The impulse for my work on the opera was given by two antique sources – Plato’s Parable of the Cave and the legend of Pliny the Elder about the Origin of Painting from the Shadow.

Plato presents the world in which we live in a figurative way as a cave, where all the people in the world are prisoners sitting in this cave. They can only see its wall, on which gleams of light from outside cast fanciful shadows. These shadows are what the prisoners of the cave perceive as the real world. The prisoner who goes out as a free man becomes blinded from the sunlight. If he is to return to the cave and attempt to explain to the prisoners what in truth is real life, his congeners will take him for a madman and might even deprive him of his life. By means of this parable Plato illustrates the idea of the great chasm between the world of appearances visible to us and the world of true ideas.

In another ancient Greek legend, described by Pliny, the shadow presents itself as the prototype of the visual art of painting. Wishing to preserve the visual image of the man she loves, who is setting out to war, the girl traces with a piece of coal the outline of his shadow, thereby creating an artistic image. This is how the art of painting was born.

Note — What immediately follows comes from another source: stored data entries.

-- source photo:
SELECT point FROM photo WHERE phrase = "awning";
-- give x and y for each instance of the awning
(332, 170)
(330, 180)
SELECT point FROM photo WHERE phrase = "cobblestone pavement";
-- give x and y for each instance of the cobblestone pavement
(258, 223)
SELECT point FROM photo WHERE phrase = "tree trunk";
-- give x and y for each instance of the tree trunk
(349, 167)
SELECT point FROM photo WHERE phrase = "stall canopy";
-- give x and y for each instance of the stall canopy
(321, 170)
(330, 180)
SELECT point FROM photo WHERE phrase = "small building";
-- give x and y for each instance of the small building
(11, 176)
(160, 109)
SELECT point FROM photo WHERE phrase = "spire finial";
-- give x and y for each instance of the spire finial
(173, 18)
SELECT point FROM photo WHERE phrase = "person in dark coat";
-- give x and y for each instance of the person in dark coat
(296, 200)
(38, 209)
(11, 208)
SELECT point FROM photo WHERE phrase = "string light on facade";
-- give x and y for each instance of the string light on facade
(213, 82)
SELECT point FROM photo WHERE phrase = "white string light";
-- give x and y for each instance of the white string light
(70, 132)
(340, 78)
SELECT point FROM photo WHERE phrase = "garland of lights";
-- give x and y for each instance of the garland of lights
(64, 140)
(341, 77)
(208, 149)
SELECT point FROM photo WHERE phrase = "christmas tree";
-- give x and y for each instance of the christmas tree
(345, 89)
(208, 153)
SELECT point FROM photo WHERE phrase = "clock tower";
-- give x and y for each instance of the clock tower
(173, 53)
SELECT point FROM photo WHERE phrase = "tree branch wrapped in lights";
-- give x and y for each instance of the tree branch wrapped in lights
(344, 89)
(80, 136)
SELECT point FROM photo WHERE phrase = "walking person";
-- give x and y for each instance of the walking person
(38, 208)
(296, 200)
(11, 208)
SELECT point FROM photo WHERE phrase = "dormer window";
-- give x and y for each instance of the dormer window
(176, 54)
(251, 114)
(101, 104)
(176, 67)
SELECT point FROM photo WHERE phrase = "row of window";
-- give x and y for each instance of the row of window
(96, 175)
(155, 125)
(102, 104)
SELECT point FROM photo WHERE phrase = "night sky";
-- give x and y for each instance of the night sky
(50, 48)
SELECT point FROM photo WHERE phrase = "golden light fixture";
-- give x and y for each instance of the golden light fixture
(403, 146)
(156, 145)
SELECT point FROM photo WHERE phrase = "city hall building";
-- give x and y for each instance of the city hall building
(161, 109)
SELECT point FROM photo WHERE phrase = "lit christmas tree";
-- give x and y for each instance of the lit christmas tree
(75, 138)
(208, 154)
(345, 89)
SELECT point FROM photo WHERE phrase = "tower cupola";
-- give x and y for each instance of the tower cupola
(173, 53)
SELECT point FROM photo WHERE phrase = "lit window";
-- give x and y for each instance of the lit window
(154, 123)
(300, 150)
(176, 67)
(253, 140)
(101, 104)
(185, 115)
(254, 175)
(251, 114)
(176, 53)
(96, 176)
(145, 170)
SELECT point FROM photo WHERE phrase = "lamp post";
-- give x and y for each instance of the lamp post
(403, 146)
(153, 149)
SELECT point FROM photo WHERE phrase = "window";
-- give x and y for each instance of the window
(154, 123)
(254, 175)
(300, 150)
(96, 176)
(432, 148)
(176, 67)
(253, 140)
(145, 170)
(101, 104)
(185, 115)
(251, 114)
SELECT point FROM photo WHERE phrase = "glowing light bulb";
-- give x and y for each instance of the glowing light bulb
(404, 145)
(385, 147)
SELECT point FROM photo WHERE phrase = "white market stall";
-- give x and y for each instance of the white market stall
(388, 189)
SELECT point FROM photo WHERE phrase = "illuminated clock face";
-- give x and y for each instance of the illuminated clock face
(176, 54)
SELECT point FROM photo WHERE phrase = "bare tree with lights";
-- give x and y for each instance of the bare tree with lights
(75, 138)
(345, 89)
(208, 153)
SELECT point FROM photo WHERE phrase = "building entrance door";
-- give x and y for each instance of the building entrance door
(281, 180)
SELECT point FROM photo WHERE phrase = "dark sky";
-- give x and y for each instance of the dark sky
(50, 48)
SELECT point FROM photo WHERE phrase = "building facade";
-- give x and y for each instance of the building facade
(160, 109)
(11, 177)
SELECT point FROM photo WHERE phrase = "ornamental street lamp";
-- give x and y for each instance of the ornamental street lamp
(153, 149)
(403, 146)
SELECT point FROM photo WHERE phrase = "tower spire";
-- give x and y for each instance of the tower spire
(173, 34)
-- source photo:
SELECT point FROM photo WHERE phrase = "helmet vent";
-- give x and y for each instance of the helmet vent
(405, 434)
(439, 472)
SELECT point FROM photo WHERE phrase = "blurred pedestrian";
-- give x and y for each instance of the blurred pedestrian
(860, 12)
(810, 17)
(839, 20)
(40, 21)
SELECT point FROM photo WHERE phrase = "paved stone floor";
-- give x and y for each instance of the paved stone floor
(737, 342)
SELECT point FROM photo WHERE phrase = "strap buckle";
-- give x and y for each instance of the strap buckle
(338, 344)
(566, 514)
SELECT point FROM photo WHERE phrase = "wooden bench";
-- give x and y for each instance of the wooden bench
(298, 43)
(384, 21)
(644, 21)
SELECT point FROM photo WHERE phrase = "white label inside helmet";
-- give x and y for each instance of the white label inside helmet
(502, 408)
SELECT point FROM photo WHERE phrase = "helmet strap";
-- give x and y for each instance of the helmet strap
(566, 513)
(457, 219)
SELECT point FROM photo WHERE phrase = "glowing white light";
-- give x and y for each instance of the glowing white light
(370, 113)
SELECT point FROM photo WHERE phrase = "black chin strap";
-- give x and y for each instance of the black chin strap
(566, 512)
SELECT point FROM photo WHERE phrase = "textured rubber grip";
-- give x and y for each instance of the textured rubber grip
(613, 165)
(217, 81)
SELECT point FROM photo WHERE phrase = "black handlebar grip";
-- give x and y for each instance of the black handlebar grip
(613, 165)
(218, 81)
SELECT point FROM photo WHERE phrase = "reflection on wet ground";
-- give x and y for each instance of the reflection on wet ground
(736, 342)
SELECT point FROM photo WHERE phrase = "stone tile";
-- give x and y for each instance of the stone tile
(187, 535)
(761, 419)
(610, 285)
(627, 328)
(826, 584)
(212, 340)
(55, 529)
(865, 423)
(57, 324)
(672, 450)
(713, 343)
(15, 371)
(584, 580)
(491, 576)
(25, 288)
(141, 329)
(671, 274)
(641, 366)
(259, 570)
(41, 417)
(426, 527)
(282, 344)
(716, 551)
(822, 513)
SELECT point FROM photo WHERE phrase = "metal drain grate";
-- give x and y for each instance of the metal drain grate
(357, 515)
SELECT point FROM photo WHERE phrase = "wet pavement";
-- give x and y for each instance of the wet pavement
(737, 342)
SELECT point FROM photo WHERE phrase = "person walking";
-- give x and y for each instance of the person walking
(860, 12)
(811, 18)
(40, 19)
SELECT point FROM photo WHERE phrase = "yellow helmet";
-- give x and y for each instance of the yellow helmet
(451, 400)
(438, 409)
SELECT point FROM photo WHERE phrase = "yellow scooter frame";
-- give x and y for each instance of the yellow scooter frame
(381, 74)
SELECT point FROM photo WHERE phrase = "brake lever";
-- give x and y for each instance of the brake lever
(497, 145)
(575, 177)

Both of these parables are based on various interpretations of the phenomenon of the shadow. For Plato the shadow presents a signs of the world of ideas (Eidoses) in the visible world. For Pliny the shadow becomes an intermediary between the visible world and the world of art. In my scenario I made the attempt to confront together these two approaches, to present them in development and inter-cross-connection. In this “three-level universe” (the world of ideas – the visible world – the world of the arts) it is the Arts in particular – notwithstanding Plato’s well-known opinion of them – that can liberate the prisoners of Plato’s cave, demonstrating to them the path toward Light. And, in contrast to Pliny’s approach, the shadow, painting and the other forms of art present something much more substantial than merely optical or acoustic phenomena. True knowledge and true art have to do with passing beyond the limitations defined by the shadow, which becomes the field of confrontation between Light and Darkness.

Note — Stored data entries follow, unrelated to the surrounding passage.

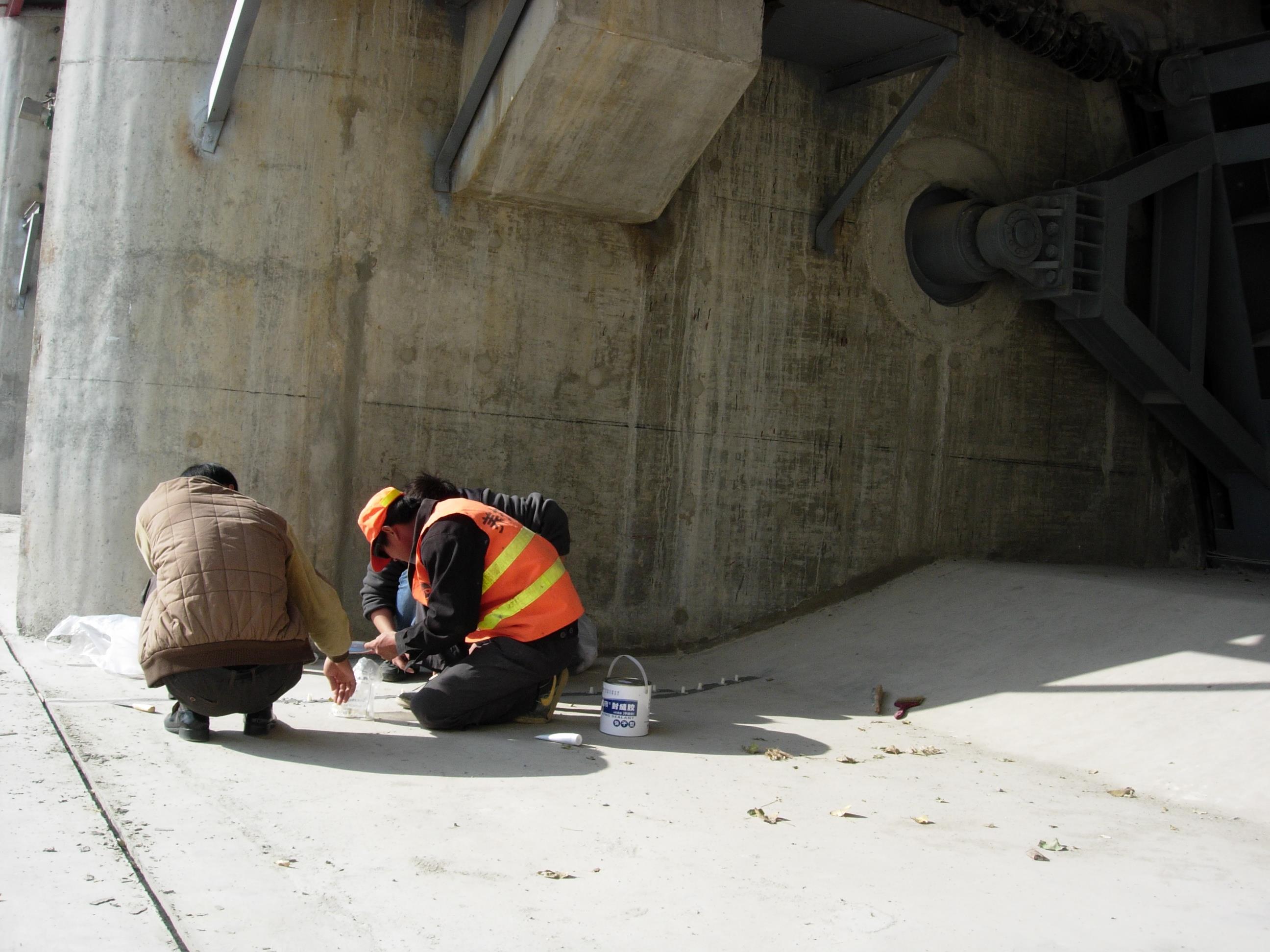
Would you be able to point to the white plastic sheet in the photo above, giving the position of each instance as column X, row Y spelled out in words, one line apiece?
column 110, row 642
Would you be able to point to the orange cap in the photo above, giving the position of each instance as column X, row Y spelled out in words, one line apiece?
column 371, row 522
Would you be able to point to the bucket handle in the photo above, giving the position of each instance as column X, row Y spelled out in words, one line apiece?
column 643, row 674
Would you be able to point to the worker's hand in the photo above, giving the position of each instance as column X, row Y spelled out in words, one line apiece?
column 341, row 677
column 384, row 646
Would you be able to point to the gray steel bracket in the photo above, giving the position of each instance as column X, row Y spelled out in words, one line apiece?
column 33, row 224
column 228, row 67
column 442, row 170
column 887, row 142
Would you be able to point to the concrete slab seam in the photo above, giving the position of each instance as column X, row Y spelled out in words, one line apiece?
column 116, row 832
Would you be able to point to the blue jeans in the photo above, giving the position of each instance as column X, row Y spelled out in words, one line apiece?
column 406, row 603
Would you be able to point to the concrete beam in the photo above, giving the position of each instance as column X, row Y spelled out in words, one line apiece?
column 602, row 108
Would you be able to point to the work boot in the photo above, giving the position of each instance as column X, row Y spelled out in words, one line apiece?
column 186, row 724
column 394, row 674
column 544, row 710
column 260, row 723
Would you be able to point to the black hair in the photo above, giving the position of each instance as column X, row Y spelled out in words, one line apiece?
column 428, row 487
column 215, row 473
column 402, row 509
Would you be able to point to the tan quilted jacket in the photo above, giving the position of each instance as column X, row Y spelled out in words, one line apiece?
column 220, row 598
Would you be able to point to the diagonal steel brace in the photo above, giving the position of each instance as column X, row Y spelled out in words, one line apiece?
column 885, row 143
column 442, row 170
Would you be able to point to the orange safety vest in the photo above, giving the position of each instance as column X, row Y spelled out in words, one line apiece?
column 525, row 593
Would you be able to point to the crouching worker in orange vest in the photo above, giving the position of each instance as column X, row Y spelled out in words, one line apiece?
column 228, row 615
column 487, row 580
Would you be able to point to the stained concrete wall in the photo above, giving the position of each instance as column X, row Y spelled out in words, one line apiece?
column 28, row 68
column 734, row 423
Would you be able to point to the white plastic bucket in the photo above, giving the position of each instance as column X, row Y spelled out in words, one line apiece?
column 624, row 702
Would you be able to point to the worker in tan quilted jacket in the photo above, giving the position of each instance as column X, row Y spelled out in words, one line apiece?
column 232, row 605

The dramaturgy of the opera is based on the parallel development of two lines. The arts are presented in the opera n the form of a female vocal trio. The prisoners of the cave are presented by a male vocal trio. These seem to be two “three-headed” characters possessing three voices each who sing only in ensemble. The visual prototype of the female vocal trio is the Ancient Greek sculpture The Three Graces, whereas the prototype of the male trio is Rodin’s set of sculptures Shadows (from his compositions The Gates of Hell based on Dante). In the instrumental episodes the Arts and the Prisoners are presented respectively by a Female and Male Dancer. This, in particular, is the only character who reaches the Light. The two instrumental ensembles, situated on opposite tiers of the hall, are directly connected with their protagonists; the first ensemble – with the Arts, and the second – with the Prisoners.

The libretto is based on fragments of texts from Dante’s Divine Comedy, Leonardo’s The Argument of the Arts about their Primary Place, Ekhnaton’s Hymn to the Sun and other Classical sources.